April 16, 2024

Spain: where the right to die can trump the right to justice

“I am paraplegic. I have 45 stitches in my hand. I cannot move my left arm well. I have screws in my body and cannot feel from the chest down,” Marin Eugen Sabau told a judge in Catalonia. He wanted to be euthanised and his reasons appeared to be as sound as any other applicant for death with dignity. The judge agreed and Sabau’s application was processed with unusual haste. A date was set – July 28.
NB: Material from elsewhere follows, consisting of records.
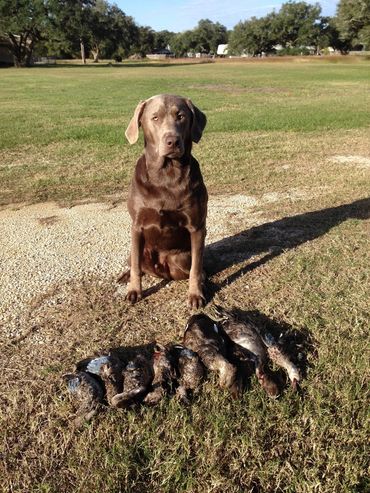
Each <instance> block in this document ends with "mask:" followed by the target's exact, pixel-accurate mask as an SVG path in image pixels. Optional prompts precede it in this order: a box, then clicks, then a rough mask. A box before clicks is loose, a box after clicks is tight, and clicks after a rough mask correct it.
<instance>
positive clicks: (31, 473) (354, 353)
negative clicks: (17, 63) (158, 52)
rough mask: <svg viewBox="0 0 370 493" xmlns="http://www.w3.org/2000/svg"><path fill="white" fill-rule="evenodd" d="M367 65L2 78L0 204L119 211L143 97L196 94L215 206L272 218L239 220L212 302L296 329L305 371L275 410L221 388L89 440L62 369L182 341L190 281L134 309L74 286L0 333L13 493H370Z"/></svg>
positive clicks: (283, 62)
mask: <svg viewBox="0 0 370 493" xmlns="http://www.w3.org/2000/svg"><path fill="white" fill-rule="evenodd" d="M369 72H370V63H369V62H367V61H361V62H357V61H356V62H352V63H349V62H348V61H346V62H345V63H344V62H337V63H330V62H328V61H325V60H310V59H304V60H301V61H295V62H274V63H269V62H268V61H260V62H258V63H257V62H255V63H248V62H235V63H209V64H196V65H181V64H180V65H176V64H173V65H172V64H170V65H161V64H155V63H148V64H134V63H131V64H127V65H126V64H122V65H120V66H87V67H79V66H70V67H62V66H61V67H58V66H56V67H50V68H33V69H20V70H16V69H3V70H0V105H1V117H0V205H2V206H8V205H10V204H18V203H19V204H21V203H29V202H30V203H33V202H43V201H48V200H55V201H58V202H60V203H61V204H73V203H75V202H76V201H80V200H96V199H99V200H112V201H115V200H120V199H122V197H123V196H124V195H125V193H126V189H127V185H128V182H129V179H130V177H131V175H132V171H133V167H134V162H135V159H136V157H138V156H139V154H140V151H141V146H142V142H140V143H139V144H137V145H136V146H132V147H130V146H129V145H128V143H126V142H125V140H124V130H125V128H126V126H127V124H128V122H129V119H130V117H131V115H132V113H133V110H134V108H135V106H136V104H137V102H138V101H139V100H141V99H145V98H147V97H149V96H151V95H153V94H157V93H163V92H169V93H177V94H181V95H187V96H189V97H190V98H191V99H192V100H193V102H194V103H195V104H196V105H197V106H199V108H201V109H202V110H203V111H204V112H205V113H206V115H207V118H208V125H207V128H206V132H205V134H204V136H203V139H202V141H201V142H200V143H199V145H196V146H195V148H194V154H195V155H196V157H197V158H198V160H199V162H200V164H201V168H202V171H203V175H204V178H205V181H206V184H207V186H208V189H209V192H210V194H228V195H232V194H245V195H248V196H251V197H254V198H255V199H256V202H255V203H256V205H255V208H254V210H253V213H255V214H258V215H259V216H258V217H259V218H260V220H259V224H258V225H257V226H255V227H253V228H250V229H245V228H244V227H243V226H242V225H241V224H238V223H235V221H234V222H233V218H232V216H231V215H230V217H228V216H227V214H228V212H227V210H225V216H226V220H225V221H226V222H227V224H228V229H227V231H225V241H222V242H220V244H218V245H214V246H213V247H214V248H213V250H212V247H211V248H210V249H209V252H208V254H209V256H212V254H213V255H215V258H214V259H213V260H214V262H213V264H214V268H213V271H212V276H211V278H210V281H211V285H212V289H213V294H214V296H213V299H212V302H216V303H218V304H222V305H224V306H225V307H232V306H236V307H238V308H240V309H242V310H245V311H248V312H249V313H250V314H251V316H253V317H255V318H256V320H258V321H260V322H261V323H263V324H264V325H265V326H267V327H268V328H271V330H275V331H282V332H286V331H288V332H289V333H291V335H292V338H293V339H294V340H295V341H296V342H297V344H299V346H298V349H299V350H300V351H302V352H303V353H304V355H305V359H304V361H305V365H304V366H305V368H304V370H305V373H306V378H305V379H304V381H303V383H302V389H301V390H302V392H301V393H299V394H294V393H293V392H291V391H290V390H289V389H287V390H286V391H285V392H284V394H283V395H282V397H281V398H280V399H279V400H278V401H272V400H270V399H268V398H267V397H266V395H264V393H263V392H262V391H261V390H260V388H259V387H258V385H257V382H256V381H254V380H253V381H252V384H251V389H250V390H249V391H248V392H246V393H245V394H244V395H243V397H242V398H241V399H240V400H236V401H233V400H232V399H231V398H230V396H229V395H228V394H227V393H225V392H223V391H221V390H219V389H218V388H217V387H216V386H215V385H214V382H212V379H211V381H207V382H206V383H205V384H204V386H203V389H202V392H201V393H200V395H199V396H198V397H196V398H195V400H194V402H193V404H192V406H191V407H189V408H183V407H181V406H180V405H179V404H178V403H177V402H175V401H174V400H167V399H166V400H165V401H163V402H162V403H161V405H160V406H159V407H156V408H153V409H151V408H140V409H138V410H131V411H128V412H114V411H111V412H107V413H105V414H102V415H99V416H98V417H96V418H95V419H94V420H93V421H92V422H91V423H90V424H86V426H84V427H83V428H82V429H75V427H74V426H73V423H72V420H71V419H70V412H71V409H70V404H69V402H68V399H67V398H66V392H65V390H64V388H63V385H62V384H61V379H60V377H61V375H62V374H63V373H65V372H67V371H70V370H71V369H72V368H73V364H74V363H75V362H76V361H78V360H79V359H82V358H83V357H85V356H88V355H90V354H92V353H94V352H95V351H99V350H104V349H107V348H109V347H116V346H120V345H132V344H142V343H147V342H150V341H152V340H153V339H157V340H159V341H161V342H167V341H169V340H171V339H177V340H178V339H179V334H181V331H182V329H183V327H184V326H185V322H186V319H187V317H188V315H189V314H188V312H187V309H186V307H185V305H184V300H185V298H186V289H187V284H186V282H180V283H176V284H174V283H172V284H170V286H169V287H168V288H166V289H165V290H160V291H158V292H157V293H155V294H153V295H152V296H150V297H148V298H146V299H144V300H143V301H142V302H141V303H139V304H137V305H135V306H133V307H131V306H128V305H127V303H126V302H125V301H124V300H123V299H122V298H117V297H116V296H115V295H114V290H115V286H114V283H113V282H112V280H106V279H104V280H97V279H86V280H85V281H83V282H78V283H76V284H75V285H73V286H70V293H71V295H70V297H69V299H68V300H67V301H65V302H63V303H62V304H58V303H54V304H51V305H50V306H49V307H48V309H47V310H46V311H45V310H44V311H42V313H40V311H39V310H38V305H37V302H36V301H35V305H34V307H33V310H31V311H30V314H29V324H28V326H27V327H25V337H24V338H20V339H18V340H14V339H10V338H9V337H7V335H6V334H5V330H4V331H3V332H4V334H1V335H0V338H1V339H0V342H1V354H2V358H1V362H0V368H1V370H0V375H1V381H2V384H1V387H2V390H1V394H2V395H1V398H2V399H1V400H2V405H1V408H0V413H1V414H0V437H1V442H0V443H1V445H0V447H1V448H2V450H1V448H0V477H1V478H2V480H1V484H0V490H1V491H4V492H21V491H22V492H23V491H24V492H27V493H31V492H35V493H36V492H38V493H41V492H43V493H51V492H52V493H59V492H63V493H67V492H83V493H84V492H89V493H103V492H104V493H105V492H112V493H113V492H114V493H116V492H117V493H118V492H161V493H162V492H163V493H167V492H189V493H197V492H199V493H203V492H230V493H234V492H235V493H236V492H253V493H270V492H271V493H276V492H289V493H310V492H315V493H316V492H318V493H321V492H325V493H326V492H327V493H329V492H330V493H333V492H338V493H339V492H348V493H355V492H356V493H360V492H365V491H368V489H369V488H370V484H369V480H368V476H367V473H368V467H369V462H368V450H367V446H368V440H369V420H368V412H367V405H368V387H367V384H368V378H369V370H368V368H369V351H368V348H369V331H368V329H369V299H370V282H369V277H370V276H369V274H370V270H369V265H370V255H369V232H370V228H369V224H370V220H369V218H370V200H369V189H370V116H369V115H370V114H369V108H370V77H369ZM262 197H264V200H260V199H261V198H262ZM269 197H270V198H271V200H268V198H269ZM220 252H221V253H220ZM225 252H226V253H228V252H229V253H230V258H231V259H235V258H236V257H237V258H238V261H236V260H235V261H234V260H233V261H229V262H225V261H224V260H220V259H217V258H216V257H217V255H219V254H220V258H222V259H224V258H225ZM235 252H236V253H237V255H236V254H235ZM216 254H217V255H216ZM221 254H222V255H221ZM0 268H1V266H0ZM212 302H211V304H210V306H211V305H212ZM164 307H165V309H164Z"/></svg>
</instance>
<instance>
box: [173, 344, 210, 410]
mask: <svg viewBox="0 0 370 493" xmlns="http://www.w3.org/2000/svg"><path fill="white" fill-rule="evenodd" d="M170 352H171V354H172V357H173V360H174V365H175V368H176V373H177V382H178V386H177V388H176V397H177V399H178V400H179V401H180V402H181V403H182V404H186V405H188V404H189V403H190V397H191V396H192V394H193V393H194V392H196V391H197V390H198V389H199V386H200V384H201V382H202V380H203V378H204V375H205V367H204V365H203V363H202V361H201V359H200V357H199V356H198V354H197V353H196V352H194V351H193V350H191V349H190V348H188V347H185V346H183V345H182V344H173V345H172V347H171V349H170Z"/></svg>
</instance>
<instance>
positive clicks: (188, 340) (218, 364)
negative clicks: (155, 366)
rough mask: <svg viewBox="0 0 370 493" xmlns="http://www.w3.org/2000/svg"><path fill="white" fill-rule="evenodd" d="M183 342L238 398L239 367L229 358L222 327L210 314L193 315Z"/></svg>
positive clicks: (207, 368) (222, 386)
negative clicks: (238, 369)
mask: <svg viewBox="0 0 370 493" xmlns="http://www.w3.org/2000/svg"><path fill="white" fill-rule="evenodd" d="M183 344H184V346H185V347H187V348H189V349H191V350H192V351H194V352H196V353H197V354H198V356H199V357H200V359H201V361H202V363H203V364H204V366H205V367H206V368H207V369H208V370H211V371H215V372H217V373H218V375H219V384H220V386H221V387H222V388H226V389H229V391H230V392H231V395H232V396H233V397H234V398H236V397H237V396H238V395H239V392H240V388H239V382H238V378H237V367H236V365H234V364H233V363H231V361H230V360H229V359H228V356H227V353H228V350H227V346H226V343H225V339H224V337H223V335H222V328H220V327H219V326H218V324H217V323H216V322H215V321H214V320H212V319H211V318H210V317H209V316H208V315H206V314H204V313H199V314H196V315H192V316H191V317H190V318H189V320H188V322H187V324H186V327H185V332H184V337H183Z"/></svg>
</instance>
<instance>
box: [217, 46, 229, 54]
mask: <svg viewBox="0 0 370 493" xmlns="http://www.w3.org/2000/svg"><path fill="white" fill-rule="evenodd" d="M227 47H228V45H218V47H217V55H218V56H226V55H227Z"/></svg>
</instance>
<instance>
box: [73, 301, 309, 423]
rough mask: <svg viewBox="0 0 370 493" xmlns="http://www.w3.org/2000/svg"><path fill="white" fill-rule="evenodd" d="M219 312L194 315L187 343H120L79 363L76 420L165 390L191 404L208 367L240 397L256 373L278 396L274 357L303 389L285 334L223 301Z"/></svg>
mask: <svg viewBox="0 0 370 493" xmlns="http://www.w3.org/2000/svg"><path fill="white" fill-rule="evenodd" d="M215 312H216V318H217V320H213V319H212V318H210V317H209V316H208V315H206V314H197V315H193V316H191V317H190V319H189V320H188V323H187V325H186V327H185V331H184V336H183V341H182V343H181V344H174V343H170V344H167V345H165V346H164V345H161V344H158V343H152V344H148V345H146V346H135V347H128V348H118V349H117V350H111V351H110V352H109V353H108V354H107V355H102V356H99V357H95V358H87V359H85V360H83V361H80V362H79V363H77V365H76V369H75V372H74V373H69V374H66V375H64V380H65V381H66V382H67V387H68V390H69V393H70V396H71V400H72V402H73V406H74V408H75V413H76V422H77V423H81V422H83V421H86V420H87V421H88V420H90V419H91V418H92V417H93V416H94V415H95V414H96V413H97V412H99V411H101V410H103V409H106V408H107V407H113V408H121V409H126V408H129V407H132V406H135V405H139V404H143V405H150V406H153V405H155V404H158V403H159V402H160V401H161V399H162V398H163V397H164V396H165V395H174V396H175V397H176V398H177V399H178V400H179V401H180V402H182V403H183V404H189V402H190V400H191V398H192V395H193V394H194V393H196V392H197V391H198V389H199V387H200V385H201V383H202V381H203V379H204V378H205V376H206V374H207V372H208V371H210V372H215V373H216V374H217V378H218V381H219V385H220V386H221V387H222V388H226V389H228V390H229V391H230V392H231V395H232V396H233V397H234V398H236V397H238V396H239V395H240V394H241V392H242V391H243V389H244V388H245V382H246V380H247V379H249V377H250V376H251V375H252V374H253V373H254V374H255V375H256V377H257V380H258V382H259V383H260V385H261V386H262V387H263V389H264V390H265V391H266V393H267V395H269V396H270V397H273V398H277V397H278V396H279V394H280V387H279V384H278V383H277V381H276V378H274V374H273V372H272V371H271V370H270V368H269V365H268V362H269V360H271V361H272V362H273V363H275V364H276V365H277V366H280V367H282V368H283V369H284V370H285V371H286V372H287V375H288V378H289V380H290V383H291V386H292V388H293V389H294V390H296V389H297V386H298V384H299V382H300V380H301V375H300V371H299V369H298V367H297V366H296V365H295V364H294V363H293V362H292V360H291V358H290V356H289V355H288V354H287V352H286V351H285V348H284V344H283V343H282V340H280V339H277V340H276V339H275V338H274V337H273V336H272V335H271V334H262V333H261V331H260V330H259V328H258V327H257V326H256V325H255V323H253V322H252V321H251V320H243V319H240V318H238V317H237V316H236V315H235V314H234V313H233V312H232V311H227V310H225V309H224V308H221V307H219V306H217V307H216V308H215Z"/></svg>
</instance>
However, another judge has issued a temporary stay and Sabau’s death has been delayed.

In Catalonia, euthanasia is far from uncommon. Since euthanasia was legalized in Spain in June last year, 60 of the country’s 172 cases have taken place in this region — more than a third, although Catalonia has only 16 percent of the total population.

However, Mr Sabau’s case is exceptional, even unprecedented, because he is awaiting trial for attempted murder and a host of other charges. If he were euthanised, he would escape justice.

On December 14 last year, Mr Sabau, a 45-year-old Romanian who was working as a security guard, donned a goofy woman’s wig, walked into his workplace in Tarragona and shot three of his co-workers. Then he fled the scene and barricaded himself in an abandoned farmhouse. In gun battle with police, one of them was wounded. Eventually snipers put Mr Sabau out of action, shooting him in his back, his arm and his leg. He ended up a paraplegic and one of his legs was amputated.

His request for euthanasia was approved. The judge said that the case did present a “collision of fundamental rights”. But she ruled that Mr Sabau’s right to death with dignity must prevail over the right of victims to justice.

She said that only minors and mentally impaired patients who cannot give informed consent are ineligible for euthanasia under the law.

The policeman had already lodged an appeal against Mr Sabau’s euthanasia and the judge dismissed it. But when she took her holiday leave, another judge agreed to grant a stay. The case continues.